The economic development agreement between the city and the Swedish home furnishing company requires the city to cover the costs for road, park, bridge, permitting, development and sewer impact fees. The total savings for Ikea is estimated to be $1.66 million.
Ikea announced Tuesday that it would be investing $40 million to open a nearly 300,000-square-foot store within the Exit Five Corporate Park by fall 2017. Construction is expected to start in the summer.
The incentives deal also requires road projects by the city and Indiana Department of Transportation to be completed on schedule or Ikea can be eligible for a property tax abatement.
INDOT is coordinating with Fishers and Hamilton County to construct a new exit at 106th Street on I-69, which would provide another access route to the Ikea store. The project is expected to cost $34 million and would create a two-lane, oval-shaped roundabout on 106th Street over the interstate with ramps to and from both directions. Fishers has already allocated $9.52 million for the new interchange.
Fishers is also working on a $6 million project to add a new eastbound lane on 116th Street from I-69 to Cumberland Road and remove the traffic signal at USA Parkway. A new traffic signal will be installed at 116th Street and Exit Five Parkway with double left turn lanes from eastbound 116th Street onto Exit Five Parkway and at Oak Drive onto 116th Street westbound.
Oak Drive also will be widened and extended south to intersect with USA Parkway.
The agreement requires the road construction to be finished by the end of July 2017 so it doesn’t interfere with the store opening, which is projected to be in fall 2017.
“It’s an incentive for us to get our road projects done,” said Tim Gropp, assistant economic development director for Fishers.
Starting April 1, 2016, the city must provide a written update to Ikea detailing the progress of the road work and whether it is on schedule.
Several scenarios are outlined in the agreement that vary depending on the progress of the projects and the notice the city has given Ikea about them.
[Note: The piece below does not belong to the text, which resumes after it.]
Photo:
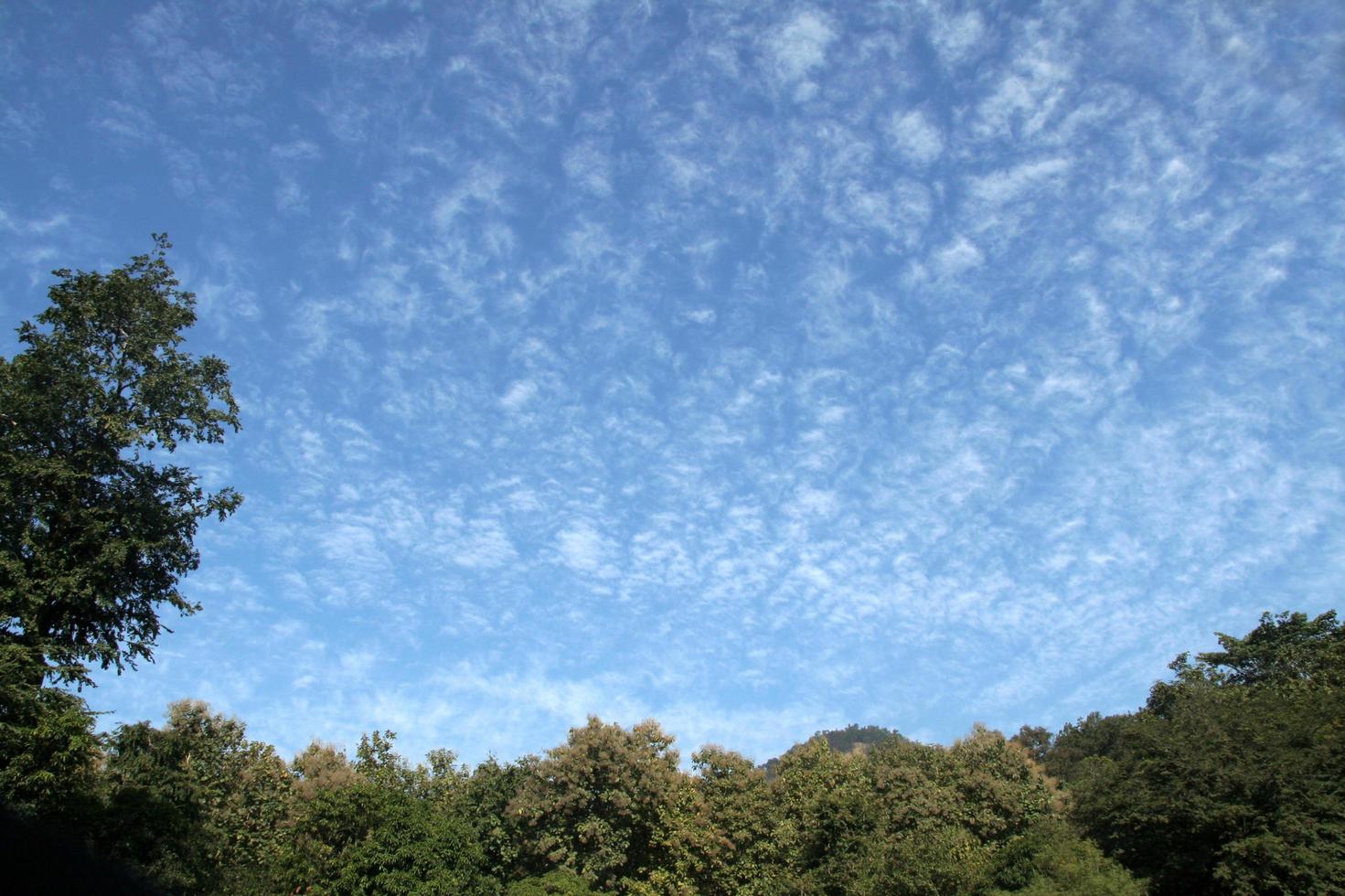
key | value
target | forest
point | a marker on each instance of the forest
(1227, 781)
Among the options, the company could receive a two-year, 100 percent tax abatement if the city both fails to give Ikea proper notice and the city needs up to an extra year to finish the road work.
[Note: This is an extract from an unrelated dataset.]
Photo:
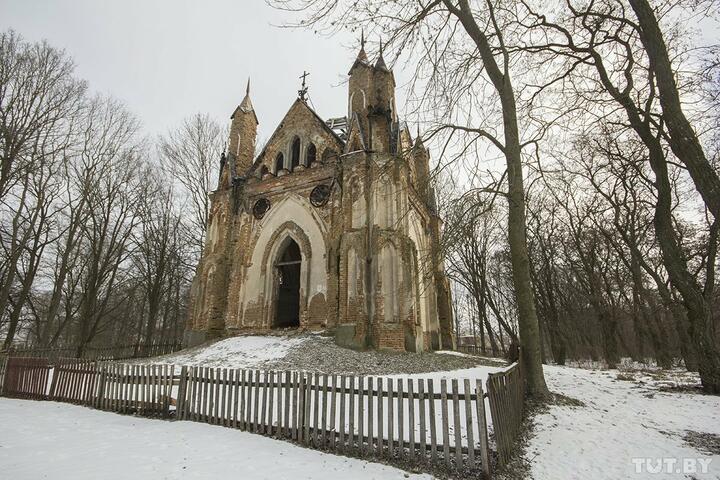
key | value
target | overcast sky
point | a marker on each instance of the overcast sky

In the worst case scenario, if Fishers doesn’t finish the infrastructure improvements by July 31, 2018, then Ikea would be entitled to a 10-year, 100 percent property tax abatement.
“That should never happen unless there was some very weird circumstance,” Gropp said.
Also as part of the arrangement, the planned extension of Oak Drive across USA Parkway and into Ikea’s future parking lot will be named Ikea Way by 2017.
Fishers City Council will discuss the agreement Monday night.